Before the new Time Lord in Doctor Who was announced, there was a lot of handwringing: they’d have to get a woman, right, because otherwise it would look as though the female-Doctor experiment had failed? But how would they get a woman to match Jodie Whittaker? Wait, are we saying Whittaker is the best woman in the world? No, merely that she was the best female Doctor. It looked pretty intractable, and perhaps the only answer was for Whittaker to carry on Who-ing for ever. Then they announced Ncuti Gatwa, and everything just fell into place. Of course he’s the Doctor. Of course it’s nothing like his previous role in Sex Education, because it would actually be quite tricky, trying to cast a Doctor from the pool of shows a little bit like it. Nothing is a little bit like it.

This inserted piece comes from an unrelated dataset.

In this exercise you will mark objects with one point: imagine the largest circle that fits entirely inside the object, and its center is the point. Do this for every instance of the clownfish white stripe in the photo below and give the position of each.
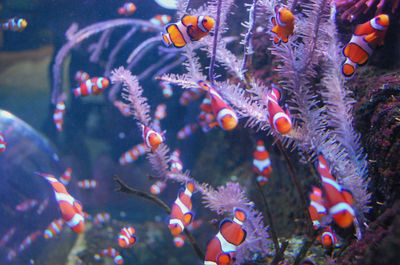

Now I think of it, some form of impassioned debate occurs around every regeneration. People thought it was sexism that led Whovians to angst over a female Doctor, and some of it was, but a lot of the Timelord anxiety was timeless. How could they have an old Who (Peter Capaldi) when the last one was so distinctively young (Matt Smith)? How is excitable, genius ingenu (Smith again) going to work, when the previous Doctor knew all and saw all (David Tennant)? I know people (my mum) who thought no show could survive the departure of Tom Baker, since with it died wisdom. Then Peter Davison came along. Granted, he was not as wise. You shouldn’t be able to dress like a one-man barbershop quartet and get away with it. Miraculously, though, he did.
Doctor Who has a beautiful relationship with its fans (and I’m not even card-carrying: I’ve tended to be more of a mum-observer in the room while it’s on, doing something else – a Who-ver, if you like). In the moment the Doctor regenerates, the audience regenerates too: keeps its memory, transfers its passion wholesale. Sometimes I think Doctor Who has a regenerative effect on the whole of society, even the bits that don’t watch it.